Lance Williams

Personal information
- Born: June 19, 1980 (age 46) Chicago, Illinois
- Listed height: 6 ft 9 in (2.06 m)
- Listed weight: 249 lb (113 kg)

Career information
- High school: Julian (Chicago, Illinois)
- College: DePaul (1998–2002)
- NBA draft: 2002: undrafted
- Playing career: 2002–2016
- Position: Center

Career history
- 2002: St.
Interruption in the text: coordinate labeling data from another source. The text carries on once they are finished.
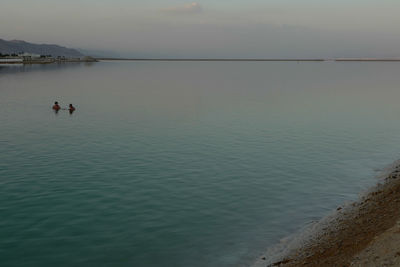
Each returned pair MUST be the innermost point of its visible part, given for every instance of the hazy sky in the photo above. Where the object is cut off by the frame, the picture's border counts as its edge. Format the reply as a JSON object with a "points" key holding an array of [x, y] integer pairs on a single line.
{"points": [[205, 28]]}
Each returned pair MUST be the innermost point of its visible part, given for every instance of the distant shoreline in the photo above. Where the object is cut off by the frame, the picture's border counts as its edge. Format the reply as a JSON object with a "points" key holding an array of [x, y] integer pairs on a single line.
{"points": [[259, 59]]}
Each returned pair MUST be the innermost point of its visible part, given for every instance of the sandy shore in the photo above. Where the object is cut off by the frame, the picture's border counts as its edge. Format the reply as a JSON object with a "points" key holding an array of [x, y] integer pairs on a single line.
{"points": [[363, 233]]}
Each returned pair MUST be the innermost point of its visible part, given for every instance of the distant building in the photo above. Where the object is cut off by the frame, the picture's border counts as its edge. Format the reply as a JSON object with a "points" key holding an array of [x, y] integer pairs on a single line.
{"points": [[29, 56]]}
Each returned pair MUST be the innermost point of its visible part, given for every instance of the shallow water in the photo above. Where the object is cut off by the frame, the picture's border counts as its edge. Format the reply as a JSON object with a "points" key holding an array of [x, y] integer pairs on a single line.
{"points": [[184, 163]]}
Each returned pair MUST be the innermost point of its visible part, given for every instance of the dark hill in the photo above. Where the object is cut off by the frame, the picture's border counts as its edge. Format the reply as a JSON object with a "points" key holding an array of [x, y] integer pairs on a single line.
{"points": [[17, 46]]}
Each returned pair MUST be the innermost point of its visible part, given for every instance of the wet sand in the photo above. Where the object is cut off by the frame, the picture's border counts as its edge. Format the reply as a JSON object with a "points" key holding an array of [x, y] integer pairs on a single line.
{"points": [[363, 233]]}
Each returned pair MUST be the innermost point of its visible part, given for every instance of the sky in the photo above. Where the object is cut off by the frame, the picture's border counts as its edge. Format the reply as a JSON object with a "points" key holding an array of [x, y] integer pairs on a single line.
{"points": [[205, 28]]}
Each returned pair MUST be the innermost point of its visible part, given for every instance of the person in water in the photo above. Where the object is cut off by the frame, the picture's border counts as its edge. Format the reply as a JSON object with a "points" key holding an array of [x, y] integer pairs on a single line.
{"points": [[56, 107], [71, 108]]}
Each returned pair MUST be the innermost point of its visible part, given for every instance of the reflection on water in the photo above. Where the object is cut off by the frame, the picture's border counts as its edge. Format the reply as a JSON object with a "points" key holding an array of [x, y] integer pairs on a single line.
{"points": [[184, 163], [22, 68]]}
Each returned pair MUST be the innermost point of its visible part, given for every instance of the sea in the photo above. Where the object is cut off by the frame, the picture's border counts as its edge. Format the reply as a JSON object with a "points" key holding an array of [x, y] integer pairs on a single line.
{"points": [[184, 163]]}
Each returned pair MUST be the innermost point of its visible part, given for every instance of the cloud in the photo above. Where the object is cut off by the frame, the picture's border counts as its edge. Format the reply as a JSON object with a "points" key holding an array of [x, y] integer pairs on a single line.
{"points": [[191, 8]]}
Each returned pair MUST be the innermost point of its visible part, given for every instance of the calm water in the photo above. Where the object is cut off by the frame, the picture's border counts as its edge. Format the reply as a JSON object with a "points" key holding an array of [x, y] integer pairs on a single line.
{"points": [[184, 163]]}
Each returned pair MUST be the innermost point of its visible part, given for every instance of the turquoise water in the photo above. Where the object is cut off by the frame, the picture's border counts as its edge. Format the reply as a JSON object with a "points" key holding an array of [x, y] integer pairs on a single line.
{"points": [[184, 163]]}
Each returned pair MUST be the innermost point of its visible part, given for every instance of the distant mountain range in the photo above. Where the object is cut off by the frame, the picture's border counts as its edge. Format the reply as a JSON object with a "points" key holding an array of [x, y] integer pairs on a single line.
{"points": [[18, 46]]}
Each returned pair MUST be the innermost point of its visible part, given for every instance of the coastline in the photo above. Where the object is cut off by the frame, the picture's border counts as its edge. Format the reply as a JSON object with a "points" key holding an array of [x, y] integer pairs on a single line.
{"points": [[362, 233]]}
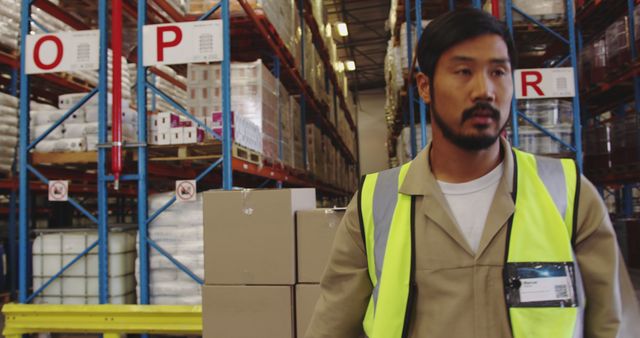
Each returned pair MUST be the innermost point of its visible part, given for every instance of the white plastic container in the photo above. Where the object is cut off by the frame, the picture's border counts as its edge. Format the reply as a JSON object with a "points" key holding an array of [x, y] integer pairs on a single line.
{"points": [[79, 284]]}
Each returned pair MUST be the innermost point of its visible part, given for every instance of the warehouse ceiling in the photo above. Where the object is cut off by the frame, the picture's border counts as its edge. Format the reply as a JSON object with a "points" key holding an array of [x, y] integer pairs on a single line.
{"points": [[367, 41]]}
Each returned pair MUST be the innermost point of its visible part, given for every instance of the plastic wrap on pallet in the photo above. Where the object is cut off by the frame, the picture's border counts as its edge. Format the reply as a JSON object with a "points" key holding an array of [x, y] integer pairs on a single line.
{"points": [[178, 231], [404, 60]]}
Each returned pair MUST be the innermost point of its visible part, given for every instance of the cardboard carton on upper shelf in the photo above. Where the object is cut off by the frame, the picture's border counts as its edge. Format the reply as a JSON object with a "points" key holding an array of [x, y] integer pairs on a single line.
{"points": [[316, 230], [239, 311], [249, 235]]}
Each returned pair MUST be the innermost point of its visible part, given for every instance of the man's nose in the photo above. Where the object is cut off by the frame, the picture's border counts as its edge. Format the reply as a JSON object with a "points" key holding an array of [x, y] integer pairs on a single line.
{"points": [[483, 89]]}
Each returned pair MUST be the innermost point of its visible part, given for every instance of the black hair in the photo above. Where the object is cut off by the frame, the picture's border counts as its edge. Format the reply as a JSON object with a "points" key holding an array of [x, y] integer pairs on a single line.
{"points": [[455, 27]]}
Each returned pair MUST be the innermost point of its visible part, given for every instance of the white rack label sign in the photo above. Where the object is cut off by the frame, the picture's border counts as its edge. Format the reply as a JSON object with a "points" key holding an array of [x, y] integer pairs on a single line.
{"points": [[544, 83], [185, 42], [58, 191], [63, 52], [186, 191]]}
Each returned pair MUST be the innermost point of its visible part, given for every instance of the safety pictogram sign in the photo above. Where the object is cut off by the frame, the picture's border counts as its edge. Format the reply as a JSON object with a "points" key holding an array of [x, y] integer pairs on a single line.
{"points": [[186, 191], [58, 191]]}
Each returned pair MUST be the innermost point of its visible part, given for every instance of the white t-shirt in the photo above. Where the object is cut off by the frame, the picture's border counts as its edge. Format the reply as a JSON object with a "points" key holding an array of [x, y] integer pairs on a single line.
{"points": [[470, 203]]}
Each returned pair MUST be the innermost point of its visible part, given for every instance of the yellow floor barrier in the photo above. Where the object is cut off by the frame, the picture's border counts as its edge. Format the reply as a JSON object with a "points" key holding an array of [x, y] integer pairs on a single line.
{"points": [[110, 320]]}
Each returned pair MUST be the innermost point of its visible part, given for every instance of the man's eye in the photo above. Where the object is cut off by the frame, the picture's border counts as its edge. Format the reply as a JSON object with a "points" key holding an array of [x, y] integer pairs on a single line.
{"points": [[499, 72]]}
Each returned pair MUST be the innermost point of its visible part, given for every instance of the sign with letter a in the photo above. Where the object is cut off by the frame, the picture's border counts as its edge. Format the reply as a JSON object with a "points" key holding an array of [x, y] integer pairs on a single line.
{"points": [[62, 52], [544, 83], [186, 42]]}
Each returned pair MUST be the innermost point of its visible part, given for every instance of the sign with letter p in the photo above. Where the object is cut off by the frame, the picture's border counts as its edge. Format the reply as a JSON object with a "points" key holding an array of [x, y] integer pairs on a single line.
{"points": [[185, 42], [544, 83]]}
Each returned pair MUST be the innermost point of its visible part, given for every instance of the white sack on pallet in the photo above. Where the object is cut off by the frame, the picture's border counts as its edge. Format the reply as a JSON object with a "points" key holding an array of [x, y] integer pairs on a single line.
{"points": [[62, 145], [8, 100], [176, 300], [6, 129], [9, 120], [41, 106], [178, 218], [129, 115], [187, 233], [163, 275], [7, 152], [8, 140], [168, 289], [6, 110]]}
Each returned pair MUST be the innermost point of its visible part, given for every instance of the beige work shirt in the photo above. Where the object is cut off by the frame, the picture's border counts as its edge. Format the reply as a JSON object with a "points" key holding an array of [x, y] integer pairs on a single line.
{"points": [[459, 293]]}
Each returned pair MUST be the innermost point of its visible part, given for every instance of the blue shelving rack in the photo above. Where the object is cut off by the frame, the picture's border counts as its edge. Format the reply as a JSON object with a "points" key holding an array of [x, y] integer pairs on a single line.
{"points": [[104, 179], [25, 167], [576, 147], [145, 243]]}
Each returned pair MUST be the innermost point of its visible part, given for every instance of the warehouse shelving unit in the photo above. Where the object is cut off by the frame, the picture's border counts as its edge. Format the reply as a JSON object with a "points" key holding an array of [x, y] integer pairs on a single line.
{"points": [[60, 166]]}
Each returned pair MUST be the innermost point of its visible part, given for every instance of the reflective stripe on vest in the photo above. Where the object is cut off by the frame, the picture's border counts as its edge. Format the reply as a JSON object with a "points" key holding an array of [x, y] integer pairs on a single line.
{"points": [[386, 217], [546, 196]]}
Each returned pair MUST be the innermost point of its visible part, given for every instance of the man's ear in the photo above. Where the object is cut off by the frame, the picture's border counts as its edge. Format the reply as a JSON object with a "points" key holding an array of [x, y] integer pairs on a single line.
{"points": [[423, 84]]}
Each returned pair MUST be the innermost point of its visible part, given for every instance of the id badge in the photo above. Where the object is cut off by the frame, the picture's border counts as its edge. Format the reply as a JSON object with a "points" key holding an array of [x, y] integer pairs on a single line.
{"points": [[540, 285]]}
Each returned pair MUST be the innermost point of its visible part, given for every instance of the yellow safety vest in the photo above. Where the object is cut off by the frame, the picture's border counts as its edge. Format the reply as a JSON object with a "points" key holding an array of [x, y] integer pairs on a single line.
{"points": [[540, 250]]}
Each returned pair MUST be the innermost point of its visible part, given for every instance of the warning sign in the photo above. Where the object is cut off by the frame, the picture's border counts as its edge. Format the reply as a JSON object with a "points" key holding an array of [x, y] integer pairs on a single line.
{"points": [[58, 191], [186, 191]]}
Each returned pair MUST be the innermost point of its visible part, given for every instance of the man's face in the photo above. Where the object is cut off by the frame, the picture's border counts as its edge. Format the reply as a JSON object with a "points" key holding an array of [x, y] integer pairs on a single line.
{"points": [[471, 92]]}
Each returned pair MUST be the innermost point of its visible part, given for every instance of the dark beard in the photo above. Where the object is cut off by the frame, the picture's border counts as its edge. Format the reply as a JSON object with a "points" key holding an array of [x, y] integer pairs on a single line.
{"points": [[466, 142]]}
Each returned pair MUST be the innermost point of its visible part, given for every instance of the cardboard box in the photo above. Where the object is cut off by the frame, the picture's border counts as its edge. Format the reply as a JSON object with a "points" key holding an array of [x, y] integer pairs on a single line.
{"points": [[249, 235], [177, 135], [316, 230], [307, 296], [231, 311]]}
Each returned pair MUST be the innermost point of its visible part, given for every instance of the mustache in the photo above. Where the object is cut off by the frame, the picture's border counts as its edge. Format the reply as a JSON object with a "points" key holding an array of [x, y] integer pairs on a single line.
{"points": [[479, 107]]}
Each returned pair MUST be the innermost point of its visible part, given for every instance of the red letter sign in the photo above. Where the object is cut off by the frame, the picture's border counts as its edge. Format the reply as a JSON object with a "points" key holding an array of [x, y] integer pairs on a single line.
{"points": [[534, 84], [36, 52], [164, 44]]}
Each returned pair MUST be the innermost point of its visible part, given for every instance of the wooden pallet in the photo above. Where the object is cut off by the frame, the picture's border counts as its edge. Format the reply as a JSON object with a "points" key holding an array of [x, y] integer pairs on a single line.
{"points": [[200, 152], [246, 154], [185, 152], [64, 158]]}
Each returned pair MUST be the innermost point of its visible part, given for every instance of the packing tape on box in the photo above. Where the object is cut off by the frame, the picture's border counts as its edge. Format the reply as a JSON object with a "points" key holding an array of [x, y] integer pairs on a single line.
{"points": [[247, 208]]}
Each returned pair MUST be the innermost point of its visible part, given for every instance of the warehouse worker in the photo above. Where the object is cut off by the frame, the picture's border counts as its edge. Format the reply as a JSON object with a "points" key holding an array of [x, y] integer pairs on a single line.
{"points": [[473, 238]]}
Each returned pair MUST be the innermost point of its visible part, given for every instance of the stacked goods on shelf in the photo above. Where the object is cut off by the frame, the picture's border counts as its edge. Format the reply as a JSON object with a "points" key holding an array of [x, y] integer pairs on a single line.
{"points": [[315, 151], [544, 10], [617, 40], [625, 143], [552, 114], [404, 57], [403, 145], [79, 132], [8, 131], [155, 102], [285, 134], [53, 249], [10, 24], [593, 62], [178, 231], [296, 126], [171, 128], [250, 261], [253, 95], [281, 14]]}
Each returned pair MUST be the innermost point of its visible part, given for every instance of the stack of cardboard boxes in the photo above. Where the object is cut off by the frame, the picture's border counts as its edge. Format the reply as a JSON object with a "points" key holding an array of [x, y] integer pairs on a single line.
{"points": [[262, 268]]}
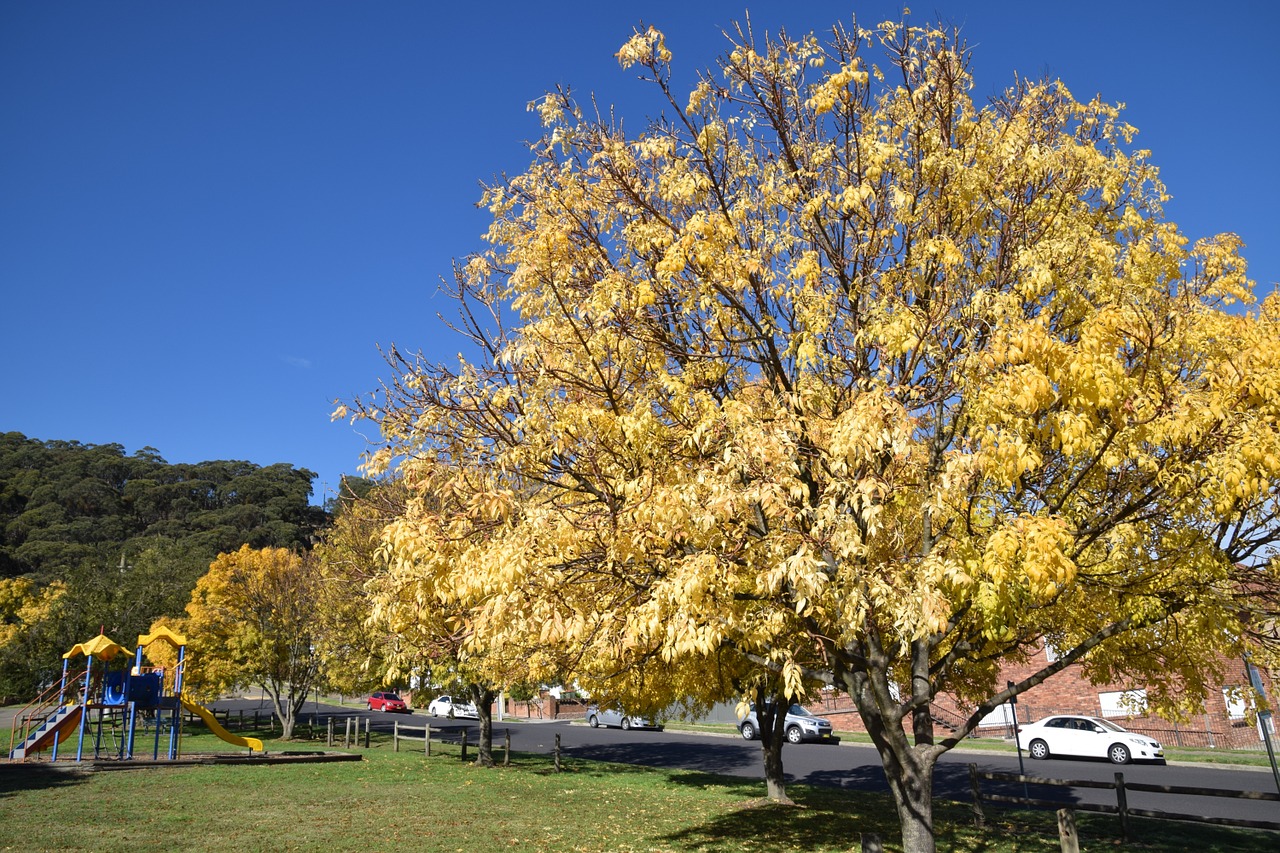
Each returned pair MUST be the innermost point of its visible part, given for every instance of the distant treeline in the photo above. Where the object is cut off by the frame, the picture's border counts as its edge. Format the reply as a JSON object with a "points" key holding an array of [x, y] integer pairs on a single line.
{"points": [[64, 502], [94, 539]]}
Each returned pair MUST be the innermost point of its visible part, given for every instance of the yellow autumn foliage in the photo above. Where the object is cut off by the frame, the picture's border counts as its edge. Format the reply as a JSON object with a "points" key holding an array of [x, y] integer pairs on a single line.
{"points": [[844, 378]]}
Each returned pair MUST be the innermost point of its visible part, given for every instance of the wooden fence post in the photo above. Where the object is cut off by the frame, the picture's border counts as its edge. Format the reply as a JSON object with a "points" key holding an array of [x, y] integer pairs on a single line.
{"points": [[1123, 808], [1066, 835], [979, 820]]}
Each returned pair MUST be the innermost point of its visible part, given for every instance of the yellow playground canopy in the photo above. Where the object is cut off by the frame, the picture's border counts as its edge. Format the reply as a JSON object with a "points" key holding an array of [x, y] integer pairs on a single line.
{"points": [[100, 647]]}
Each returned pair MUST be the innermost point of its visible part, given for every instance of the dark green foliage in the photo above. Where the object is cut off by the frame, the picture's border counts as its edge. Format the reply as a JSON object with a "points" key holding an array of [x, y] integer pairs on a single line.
{"points": [[65, 502], [129, 536]]}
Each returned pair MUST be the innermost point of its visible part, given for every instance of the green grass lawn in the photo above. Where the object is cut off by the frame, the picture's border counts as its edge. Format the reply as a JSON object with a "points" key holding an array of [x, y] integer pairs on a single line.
{"points": [[403, 799]]}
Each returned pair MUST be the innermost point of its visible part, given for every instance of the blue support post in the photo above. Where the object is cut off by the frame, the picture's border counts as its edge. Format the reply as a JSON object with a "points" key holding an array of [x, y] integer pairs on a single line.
{"points": [[62, 702], [88, 671]]}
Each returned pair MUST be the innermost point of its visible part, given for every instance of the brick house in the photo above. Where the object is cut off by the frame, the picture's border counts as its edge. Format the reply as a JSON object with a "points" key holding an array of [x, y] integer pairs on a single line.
{"points": [[1224, 724]]}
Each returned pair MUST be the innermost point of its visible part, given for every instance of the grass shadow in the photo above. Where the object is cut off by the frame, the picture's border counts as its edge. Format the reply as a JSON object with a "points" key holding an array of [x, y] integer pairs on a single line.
{"points": [[37, 776]]}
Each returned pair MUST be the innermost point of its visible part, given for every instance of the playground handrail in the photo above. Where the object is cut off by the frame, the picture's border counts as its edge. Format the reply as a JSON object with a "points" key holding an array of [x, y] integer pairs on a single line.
{"points": [[40, 708]]}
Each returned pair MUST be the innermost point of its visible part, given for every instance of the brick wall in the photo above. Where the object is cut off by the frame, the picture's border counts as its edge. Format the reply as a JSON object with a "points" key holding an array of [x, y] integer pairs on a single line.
{"points": [[1070, 693]]}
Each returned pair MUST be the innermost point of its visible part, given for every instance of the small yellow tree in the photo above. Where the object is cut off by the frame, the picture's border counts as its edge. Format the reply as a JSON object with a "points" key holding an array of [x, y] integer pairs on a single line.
{"points": [[252, 620]]}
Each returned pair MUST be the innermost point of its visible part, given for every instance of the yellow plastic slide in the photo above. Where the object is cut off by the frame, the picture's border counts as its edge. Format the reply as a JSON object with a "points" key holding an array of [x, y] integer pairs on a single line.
{"points": [[208, 716]]}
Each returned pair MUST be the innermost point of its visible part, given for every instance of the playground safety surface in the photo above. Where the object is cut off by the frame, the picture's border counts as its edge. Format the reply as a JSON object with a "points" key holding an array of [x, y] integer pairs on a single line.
{"points": [[187, 761]]}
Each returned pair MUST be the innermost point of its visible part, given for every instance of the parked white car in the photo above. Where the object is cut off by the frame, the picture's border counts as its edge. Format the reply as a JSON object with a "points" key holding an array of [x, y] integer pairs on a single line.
{"points": [[1087, 738], [446, 706], [799, 726], [597, 716]]}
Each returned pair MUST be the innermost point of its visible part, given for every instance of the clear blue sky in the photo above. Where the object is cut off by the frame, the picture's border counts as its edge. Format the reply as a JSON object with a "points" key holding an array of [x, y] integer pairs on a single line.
{"points": [[213, 213]]}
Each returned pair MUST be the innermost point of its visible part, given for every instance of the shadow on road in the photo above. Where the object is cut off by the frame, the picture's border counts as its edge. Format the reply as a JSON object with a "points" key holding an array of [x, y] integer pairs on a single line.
{"points": [[711, 757]]}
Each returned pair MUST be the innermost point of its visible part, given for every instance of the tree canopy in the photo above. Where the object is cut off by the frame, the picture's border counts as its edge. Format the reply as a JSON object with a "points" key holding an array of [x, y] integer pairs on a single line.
{"points": [[853, 375]]}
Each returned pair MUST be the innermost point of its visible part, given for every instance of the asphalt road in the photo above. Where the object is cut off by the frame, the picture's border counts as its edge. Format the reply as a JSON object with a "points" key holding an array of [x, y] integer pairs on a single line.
{"points": [[848, 766]]}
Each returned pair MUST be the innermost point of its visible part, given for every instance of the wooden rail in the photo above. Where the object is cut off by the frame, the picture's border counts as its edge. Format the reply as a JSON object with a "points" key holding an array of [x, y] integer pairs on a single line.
{"points": [[1121, 808]]}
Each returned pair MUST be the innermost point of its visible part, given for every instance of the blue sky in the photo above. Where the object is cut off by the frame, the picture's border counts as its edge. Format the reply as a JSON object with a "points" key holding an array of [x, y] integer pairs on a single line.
{"points": [[213, 213]]}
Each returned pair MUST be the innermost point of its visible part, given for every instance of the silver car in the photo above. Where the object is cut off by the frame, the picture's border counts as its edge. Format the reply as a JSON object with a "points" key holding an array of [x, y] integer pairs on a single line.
{"points": [[799, 726], [597, 716]]}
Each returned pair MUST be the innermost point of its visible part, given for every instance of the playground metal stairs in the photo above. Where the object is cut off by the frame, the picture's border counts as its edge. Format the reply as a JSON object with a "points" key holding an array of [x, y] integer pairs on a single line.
{"points": [[40, 731]]}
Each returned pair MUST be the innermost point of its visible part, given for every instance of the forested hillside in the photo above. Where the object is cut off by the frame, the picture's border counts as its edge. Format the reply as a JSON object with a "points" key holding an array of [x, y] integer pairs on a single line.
{"points": [[94, 538]]}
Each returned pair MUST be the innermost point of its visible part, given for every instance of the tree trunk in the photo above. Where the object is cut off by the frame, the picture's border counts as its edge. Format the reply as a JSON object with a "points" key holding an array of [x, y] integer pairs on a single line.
{"points": [[483, 698], [908, 769], [771, 716]]}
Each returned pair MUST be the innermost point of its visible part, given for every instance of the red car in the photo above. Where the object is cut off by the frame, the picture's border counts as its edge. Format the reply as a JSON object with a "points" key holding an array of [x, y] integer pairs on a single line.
{"points": [[387, 701]]}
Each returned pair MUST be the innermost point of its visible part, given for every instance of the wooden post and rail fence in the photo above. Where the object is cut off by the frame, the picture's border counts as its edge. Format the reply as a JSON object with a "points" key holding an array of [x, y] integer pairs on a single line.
{"points": [[1121, 808]]}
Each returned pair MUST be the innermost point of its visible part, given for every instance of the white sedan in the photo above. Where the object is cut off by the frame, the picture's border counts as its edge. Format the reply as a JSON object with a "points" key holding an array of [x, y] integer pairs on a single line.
{"points": [[446, 706], [1087, 738]]}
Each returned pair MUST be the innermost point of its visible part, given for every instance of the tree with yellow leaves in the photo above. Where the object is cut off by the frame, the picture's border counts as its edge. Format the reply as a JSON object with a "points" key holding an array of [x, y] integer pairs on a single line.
{"points": [[867, 382], [252, 620]]}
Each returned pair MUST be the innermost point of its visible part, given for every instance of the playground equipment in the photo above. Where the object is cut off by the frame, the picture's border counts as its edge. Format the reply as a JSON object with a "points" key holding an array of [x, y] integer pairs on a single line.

Louis Sky Hawks
- 2002–2003: İstanbul Teknik Üniversitesi
- 2003: Westchester Wildfire
- 2003: Rockford Lightning
- 2004: Al-Ittihad
- 2004–2006: Bosna
- 2006: AEL Larissa
- 2007: Turów Zgorzelec
- 2007–2008: Bosna
- 2008–2012: Banvit
- 2012–2013: Türk Telekom
- 2013–2014: Igokea
- 2015: Club Atlético Goes
- 2015–2016: Kauhajoen Karhu

Career highlights
- 2× Bosnian League champion (2005, 2006); Bosnian Cup winner (2005); Saudi Premier League champion (2004);

= Lance Williams (basketball) =

American basketball player

Lance Williams (born June 19, 1980) is an American former professional basketball player.